La raison, d’ailleurs, n’aime point le mystère ; elle n’agit que par une grande expansion ; ce n’est qu’en frappant partout, qu’elle frappe juste, parce que c’est ainsi que se forme cette puissance d’opinion à laquelle on doit peut-être attribuer la plupart des changements vraiment avantageux aux peuples. Les esprits, dites-vous, ne sont pas encore disposés à vous entendre, vous allez choquer beaucoup de monde. Il le faut ainsi : la vérité la plus utile à publier, n’est pas celle dont on était déjà assez voisin, ce n’est pas celle que l’on est déjà disposé à accueillir.

Non, c’est précisément parce qu’elle va irriter plus de préjugés et plus d’intérêts personnels, qu’il est plus nécessaire de la répandre.
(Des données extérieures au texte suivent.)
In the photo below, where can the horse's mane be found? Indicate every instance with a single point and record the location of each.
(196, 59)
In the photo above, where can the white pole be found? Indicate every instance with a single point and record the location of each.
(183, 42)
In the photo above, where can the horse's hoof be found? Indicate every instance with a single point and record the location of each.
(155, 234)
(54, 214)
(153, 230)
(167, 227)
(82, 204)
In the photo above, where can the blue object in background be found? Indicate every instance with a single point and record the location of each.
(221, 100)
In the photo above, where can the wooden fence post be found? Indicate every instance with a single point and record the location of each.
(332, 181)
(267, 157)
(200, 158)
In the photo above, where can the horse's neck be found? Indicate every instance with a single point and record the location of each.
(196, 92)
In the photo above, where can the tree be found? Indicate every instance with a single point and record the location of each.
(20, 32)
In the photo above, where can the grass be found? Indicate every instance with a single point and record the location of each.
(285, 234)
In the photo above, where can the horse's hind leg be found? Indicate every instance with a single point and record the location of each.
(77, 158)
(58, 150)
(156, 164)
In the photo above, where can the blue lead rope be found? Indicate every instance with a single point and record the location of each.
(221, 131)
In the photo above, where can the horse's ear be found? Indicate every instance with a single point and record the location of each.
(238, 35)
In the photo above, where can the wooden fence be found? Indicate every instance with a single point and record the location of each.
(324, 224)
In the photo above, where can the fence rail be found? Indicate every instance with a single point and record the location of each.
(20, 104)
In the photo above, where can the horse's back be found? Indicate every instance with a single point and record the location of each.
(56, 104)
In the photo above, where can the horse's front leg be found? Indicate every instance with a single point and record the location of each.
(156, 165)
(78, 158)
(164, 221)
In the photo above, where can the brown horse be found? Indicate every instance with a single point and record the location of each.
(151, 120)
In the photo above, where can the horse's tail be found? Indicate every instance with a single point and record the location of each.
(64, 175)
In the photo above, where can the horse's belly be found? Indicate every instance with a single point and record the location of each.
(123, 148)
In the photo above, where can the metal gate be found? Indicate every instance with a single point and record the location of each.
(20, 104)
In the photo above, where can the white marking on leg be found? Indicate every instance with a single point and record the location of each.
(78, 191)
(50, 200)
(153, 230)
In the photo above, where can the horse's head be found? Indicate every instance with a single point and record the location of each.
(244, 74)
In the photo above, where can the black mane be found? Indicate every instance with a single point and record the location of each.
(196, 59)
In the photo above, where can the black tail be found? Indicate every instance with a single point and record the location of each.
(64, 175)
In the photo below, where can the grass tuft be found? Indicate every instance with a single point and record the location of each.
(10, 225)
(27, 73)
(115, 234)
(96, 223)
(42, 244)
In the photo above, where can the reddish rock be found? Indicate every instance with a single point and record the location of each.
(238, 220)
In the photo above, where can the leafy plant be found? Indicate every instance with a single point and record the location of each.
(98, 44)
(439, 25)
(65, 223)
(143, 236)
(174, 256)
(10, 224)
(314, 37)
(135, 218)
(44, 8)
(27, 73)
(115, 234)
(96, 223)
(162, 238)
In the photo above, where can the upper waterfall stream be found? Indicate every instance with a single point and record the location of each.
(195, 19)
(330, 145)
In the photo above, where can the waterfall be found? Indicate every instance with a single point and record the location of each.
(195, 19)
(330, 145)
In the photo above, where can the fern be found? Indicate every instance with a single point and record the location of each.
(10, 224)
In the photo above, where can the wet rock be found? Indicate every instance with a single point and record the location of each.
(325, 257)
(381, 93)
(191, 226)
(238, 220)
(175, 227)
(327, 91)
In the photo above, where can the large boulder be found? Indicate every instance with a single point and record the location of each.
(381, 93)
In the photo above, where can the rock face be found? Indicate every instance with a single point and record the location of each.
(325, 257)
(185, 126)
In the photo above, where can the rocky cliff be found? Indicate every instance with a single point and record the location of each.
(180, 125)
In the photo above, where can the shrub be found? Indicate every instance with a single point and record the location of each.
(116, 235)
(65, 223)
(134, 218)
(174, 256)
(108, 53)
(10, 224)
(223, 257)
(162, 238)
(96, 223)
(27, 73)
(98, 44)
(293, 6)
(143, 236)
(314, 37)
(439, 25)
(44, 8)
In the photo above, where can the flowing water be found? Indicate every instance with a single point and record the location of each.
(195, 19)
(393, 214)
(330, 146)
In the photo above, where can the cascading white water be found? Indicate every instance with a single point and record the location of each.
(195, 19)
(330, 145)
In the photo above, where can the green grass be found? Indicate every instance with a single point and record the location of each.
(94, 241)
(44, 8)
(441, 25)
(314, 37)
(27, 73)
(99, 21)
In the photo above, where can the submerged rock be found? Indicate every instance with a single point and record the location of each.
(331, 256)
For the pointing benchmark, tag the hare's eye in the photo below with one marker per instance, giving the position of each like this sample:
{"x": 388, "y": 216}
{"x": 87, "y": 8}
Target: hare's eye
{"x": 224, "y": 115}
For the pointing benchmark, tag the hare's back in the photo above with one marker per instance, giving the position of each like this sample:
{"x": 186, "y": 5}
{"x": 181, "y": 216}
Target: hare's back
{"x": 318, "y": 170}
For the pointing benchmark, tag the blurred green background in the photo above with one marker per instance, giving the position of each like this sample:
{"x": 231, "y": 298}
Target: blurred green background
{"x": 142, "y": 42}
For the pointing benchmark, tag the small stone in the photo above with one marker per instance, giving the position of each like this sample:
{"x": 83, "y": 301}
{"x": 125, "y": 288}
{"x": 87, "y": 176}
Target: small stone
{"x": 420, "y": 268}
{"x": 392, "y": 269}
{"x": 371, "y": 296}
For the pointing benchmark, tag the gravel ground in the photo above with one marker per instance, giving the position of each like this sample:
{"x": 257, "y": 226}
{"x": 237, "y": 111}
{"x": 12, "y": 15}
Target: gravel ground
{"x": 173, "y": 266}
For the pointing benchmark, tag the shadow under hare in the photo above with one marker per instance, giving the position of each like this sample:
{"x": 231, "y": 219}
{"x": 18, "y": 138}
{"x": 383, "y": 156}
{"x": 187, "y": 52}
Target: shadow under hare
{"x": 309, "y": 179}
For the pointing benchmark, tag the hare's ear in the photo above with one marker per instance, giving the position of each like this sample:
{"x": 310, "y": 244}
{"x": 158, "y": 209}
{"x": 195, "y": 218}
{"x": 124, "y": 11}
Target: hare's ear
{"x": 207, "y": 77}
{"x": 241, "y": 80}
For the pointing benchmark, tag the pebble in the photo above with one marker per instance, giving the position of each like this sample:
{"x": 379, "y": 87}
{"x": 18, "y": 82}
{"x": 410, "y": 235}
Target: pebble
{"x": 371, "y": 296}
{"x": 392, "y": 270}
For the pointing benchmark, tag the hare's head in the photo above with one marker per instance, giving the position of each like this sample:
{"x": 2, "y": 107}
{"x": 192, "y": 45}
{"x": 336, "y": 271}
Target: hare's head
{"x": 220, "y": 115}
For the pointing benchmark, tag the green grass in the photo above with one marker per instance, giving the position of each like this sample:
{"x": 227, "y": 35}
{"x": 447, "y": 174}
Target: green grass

On ne fait pas attention que le préjugé qui mérite le plus de ménagement est celui qui est joint à la bonne foi, que l’intérêt personnel le plus dangereux à irriter est celui auquel la bonne foi prête toute l’énergie du sentiment qu’on a pour soi la justice. Il faut leur ôter cette force étrangère ; il faut, en les éclairant, les réduire aux seuls expédients de la mauvaise foi. Les personnes modérées à qui j’adresse ces réflexions cesseraient de craindre pour le sort des vérités qu’elles appellent prématurées, si elles ne s’obstinaient à confondre toujours la conduite mesurée et prudente de l’administrateur qui gâterait tout en effet, s’il ne calculait pas les frottements et les obstacles, avec cet élan libre du philosophe que la vue des difficultés ne peut qu’exciter davantage, et qui est d’autant plus appelé à présenter les bons principes sociaux que les esprits sont plus encroûtés de barbarie féodale.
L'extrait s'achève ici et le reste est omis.